Of those who do not like the new fiver, 59 per cent say they do not like how it feels, a third (33 per cent) believe it’s easier to lose than the old fiver and 30 per cent believe the new notes are prone to sticking together.
Nearly two-thirds of consumers (62 per cent) were aware a new £10 note was being issued this month but only 18 per cent knew it would feature Jane Austen.
On the subject of Jane Austen, nearly two-fifths of adults in the UK (39 per cent) said they had never read an Austen novel and had no intention of doing so.
However screen adaptations of her works have proved more popular as 51 per cent said they had watched Pride and Prejudice on TV.

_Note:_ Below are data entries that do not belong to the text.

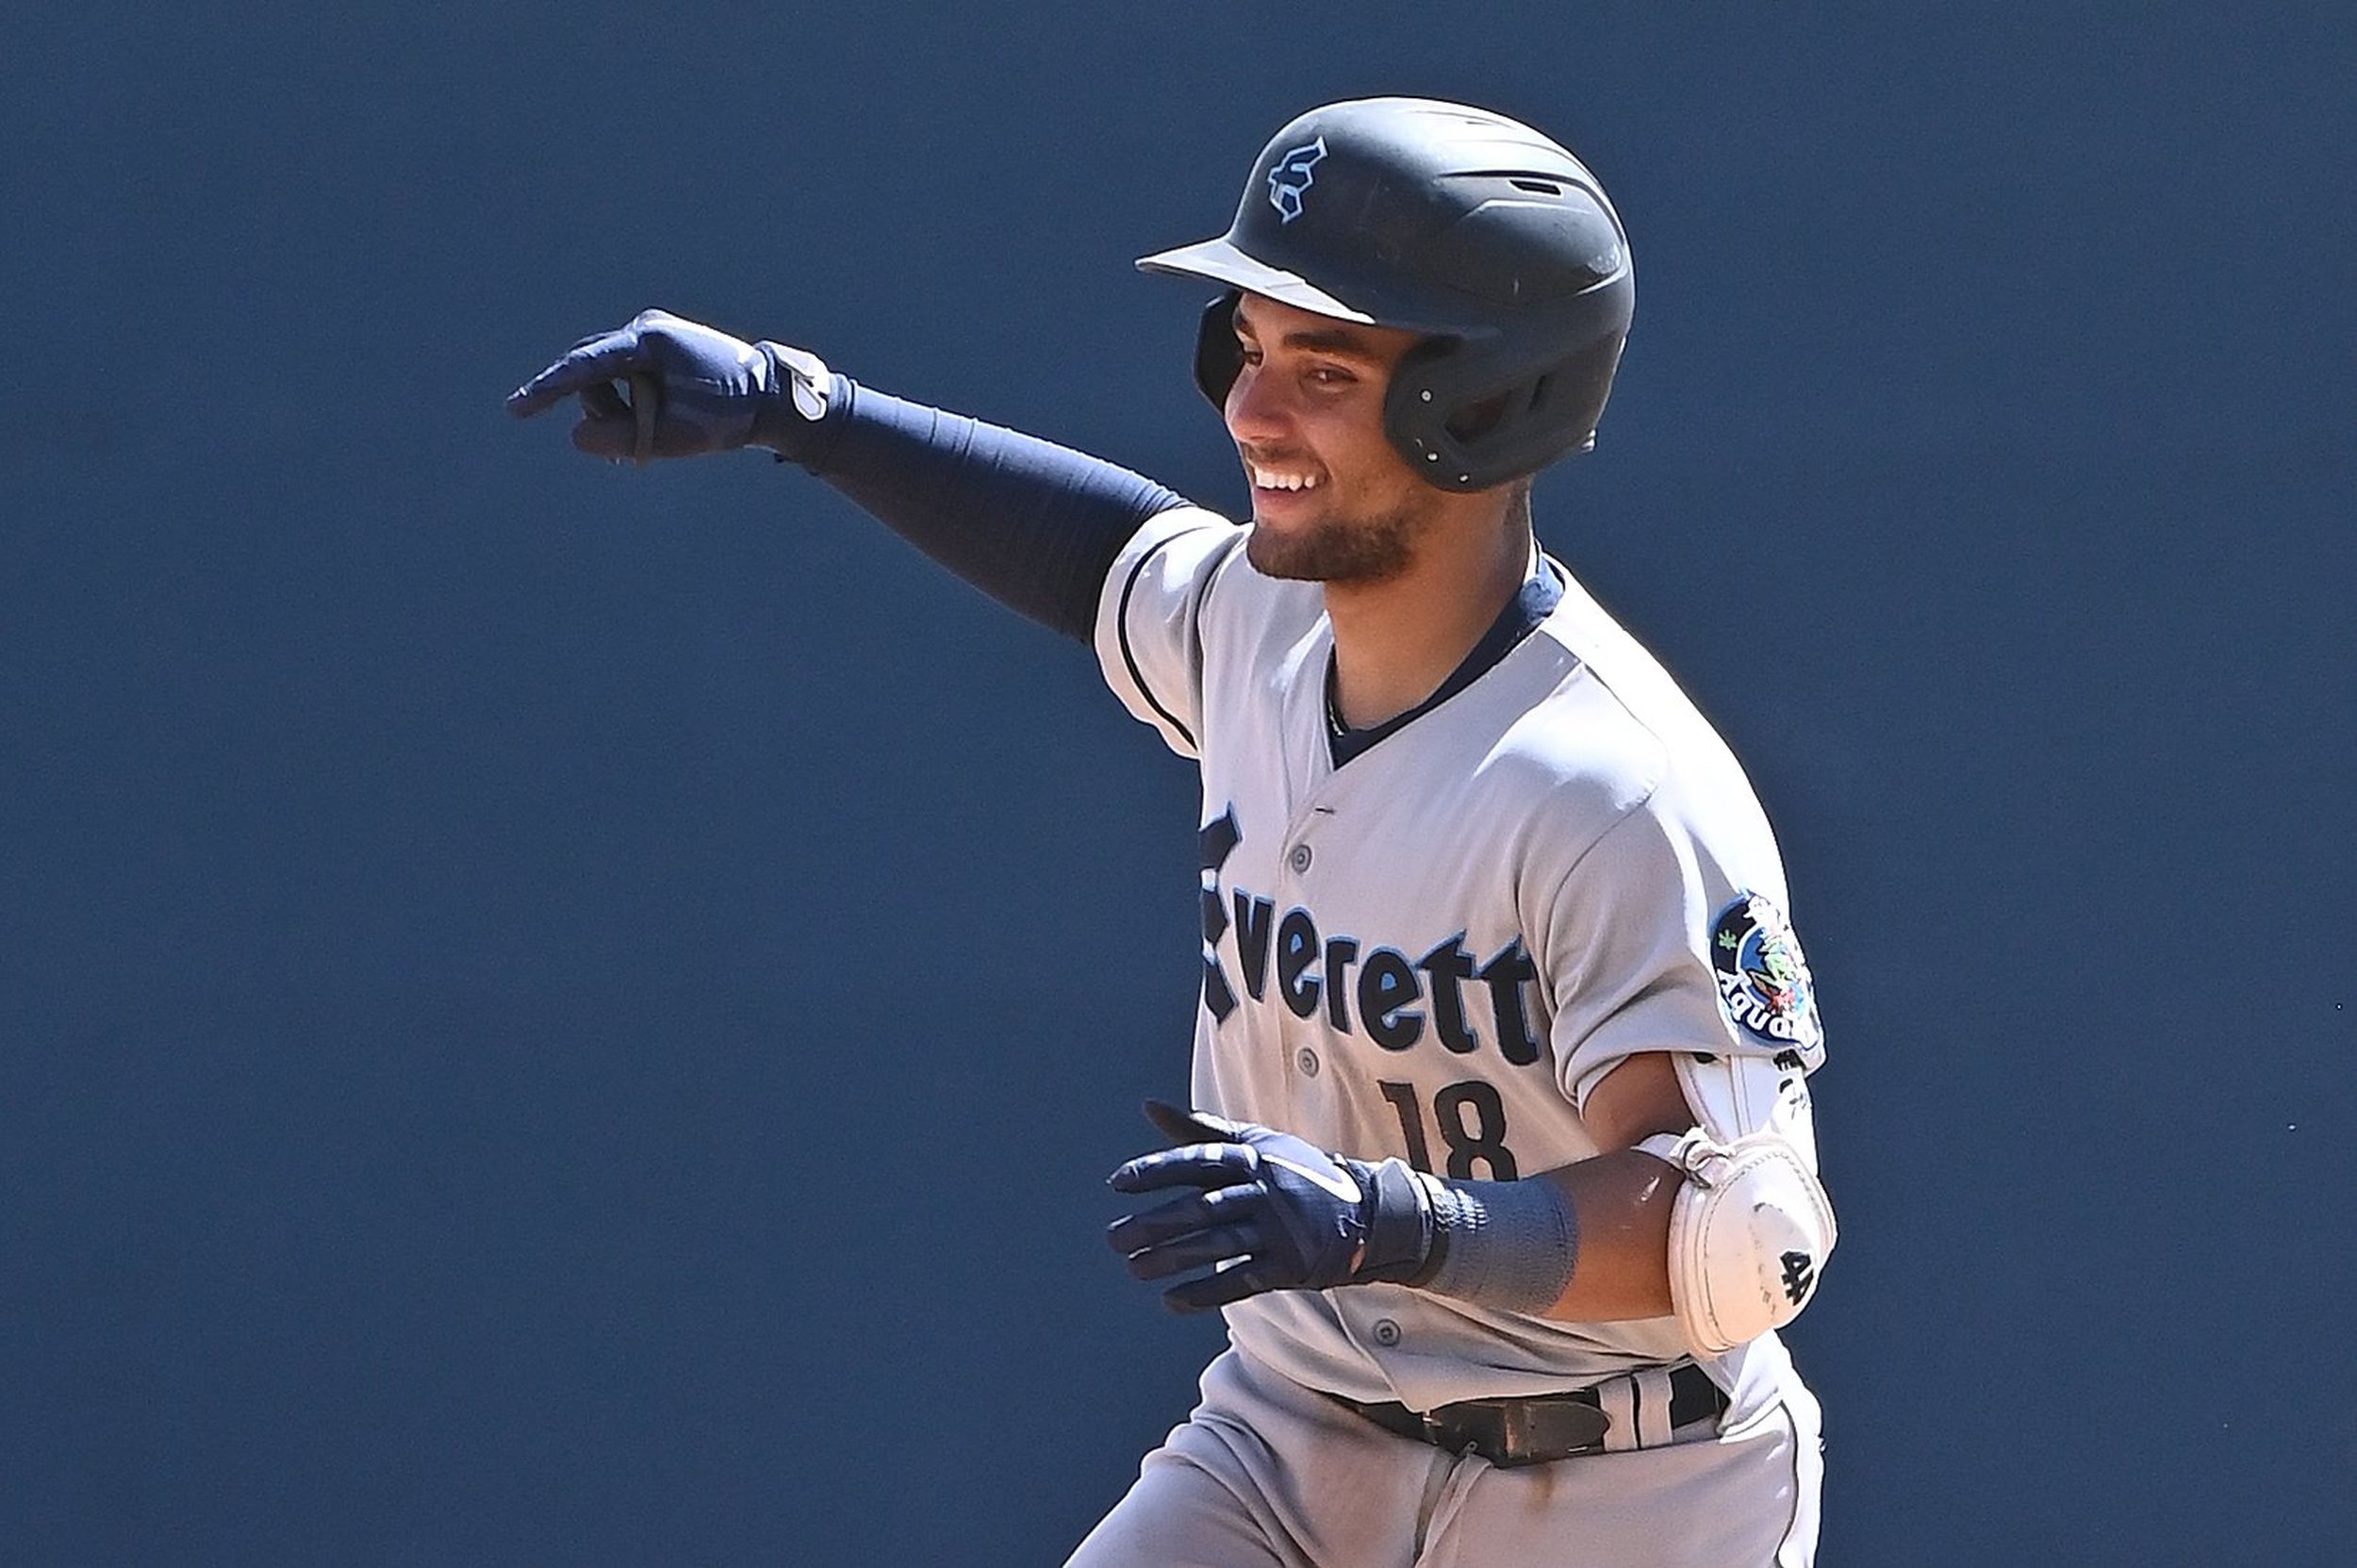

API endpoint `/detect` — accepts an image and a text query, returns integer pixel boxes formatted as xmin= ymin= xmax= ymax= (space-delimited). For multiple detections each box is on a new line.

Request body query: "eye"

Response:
xmin=1306 ymin=364 xmax=1357 ymax=388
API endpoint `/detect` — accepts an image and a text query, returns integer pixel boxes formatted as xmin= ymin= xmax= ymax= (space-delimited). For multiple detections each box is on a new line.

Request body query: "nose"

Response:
xmin=1223 ymin=359 xmax=1291 ymax=446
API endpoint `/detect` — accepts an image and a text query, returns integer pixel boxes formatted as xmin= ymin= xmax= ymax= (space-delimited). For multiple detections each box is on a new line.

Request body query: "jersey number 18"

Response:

When it came to the public having their say on whose face should be on the country’s bank notes, around 14 per cent of adults asked for Princess Diana’s image when asked to choose one famous British woman for the next new note ahead of 11 per cent who said they would prefer Margaret Thatcher’s. Other suggestions included authors Beatrix Potter and Agatha Christie and singer, Adele.
Ian Hughes, Chief Executive of Consumer Intelligence, said: “Change is often not popular and there has been a lot of controversy about the polymer notes over the past year.
“But there is clear public support for the new currency and in an age where contactless payment is growing fast it is fascinating that the public remain so invested in cash.”
A new polymer £20 note is not due out until 2020.
There are no plans as yet to convert the £50 note into plastic.